Giter Site home page Giter Site logo

vizgrimoirer's Introduction

vizGrimoireR

R package vizgrimoire, to make life easier to those using Metrics Grimoire tools, and maybe vizGrimoireJS.

Some more documentation can be found in the vizGrimoireR wiki.

Dependencies and installation from source

See the vizGrimoireR wiki for up to date information about dependencies and how to install the vizgrimoire R library from sources.

General issues

Each class is defined in the corresponding file, with a name starting with "Class", followed by the name of the class. For example, class Query is defined in file ClassQuery.

Query class hierarchy

Hierarchy of R classes to deal with queries on SQL databases created by Metrics Grimoire.

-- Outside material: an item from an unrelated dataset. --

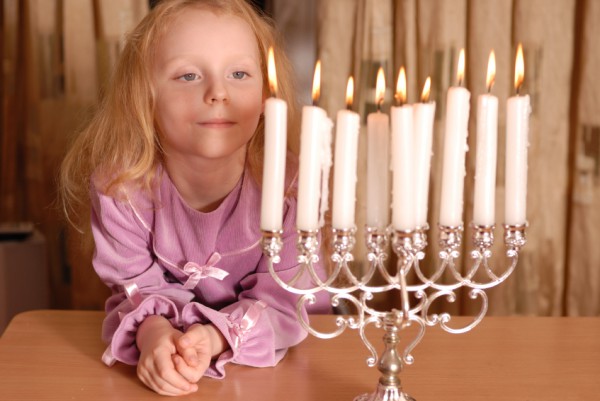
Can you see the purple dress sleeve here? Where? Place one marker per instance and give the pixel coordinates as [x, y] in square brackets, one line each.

Query: Root of the hierarchy

Methods:

  • run: Returns a data frame with selected rows and field

ITSTicketsTimes: class for handling the many times of each ticket

This class, when initialized, makes a query on an ITS (issue tracking system) database, and stores the result as a data frame with the many times relevant for each ticket (open, closed, changed, etc.)

Methods:

  • initalize (constructor): Accepts a query (by default uses its own one, which should work). Stores as columns in the dataset several times: time to fix (first fix), time to fix (last fix), time to fix (in hours), etc.

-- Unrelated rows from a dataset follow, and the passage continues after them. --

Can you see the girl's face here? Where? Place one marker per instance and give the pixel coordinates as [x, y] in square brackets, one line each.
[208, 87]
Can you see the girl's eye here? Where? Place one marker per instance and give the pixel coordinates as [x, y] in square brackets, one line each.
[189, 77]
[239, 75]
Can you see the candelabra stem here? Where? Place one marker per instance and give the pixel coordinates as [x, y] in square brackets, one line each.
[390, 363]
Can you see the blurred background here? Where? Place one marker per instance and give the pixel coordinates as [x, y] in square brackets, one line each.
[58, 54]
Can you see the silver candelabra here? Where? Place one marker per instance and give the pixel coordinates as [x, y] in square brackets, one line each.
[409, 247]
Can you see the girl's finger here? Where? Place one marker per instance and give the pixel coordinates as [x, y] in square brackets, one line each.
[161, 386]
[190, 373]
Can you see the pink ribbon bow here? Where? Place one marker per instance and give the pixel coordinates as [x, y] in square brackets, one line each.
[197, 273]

  • JSON: Dumps a JSON file

  • QuantilizeYears: Obtains a data frame with yearly quantiles data. Each column in the data frame will correspond to the quantiles for each year.

Example:

issues_closed <- new ("ITSTicketsTimes")
quantiles_ttofixm_year <- QuantilizeYears (issues_closed, quantiles_spec)
plotTimeSerieYearN (quantiles_ttofixm_year, as.character(quantiles_spec),
                'its-quantiles-year-time_to_fix_min')

ITSMonthly: class for dealing with monthly parameters

This class provides a framework for quering a database looking for aggregated monthly parameters (such as tickets open and ticker openers per month). Most of the functionality is here (initialize the object, create JSON files, etc.), but each child specializes its particularities, which are mainly the query needed to extract the data from the database.

Methods

  • initalize (constructor): uses the query in the children to get a monthly data frame. Each row corresponds to the data for a month. Each column is either one of the parameters queried, or some auxiliary value: id (year*12+month), year, month and a char format to show the month (such as Jun 2001).

  • Query: just a void class, a placeholder for children specifying the query to be performed for the specific data they contain

  • JSON: writes the object into a JSON file

ITSMonthlyOpen: class for tickets open, openers per month

Inherits from ITSMonthly.

Object with information about tickets open, and ticket openers, per month.

Methods

  • Query: returns the SQL query to obtain the data for the object

Example of use

open.monthly <- new ("ITSMonthlyOpen")
JSON(open.monthly, "its-open-monthly.json")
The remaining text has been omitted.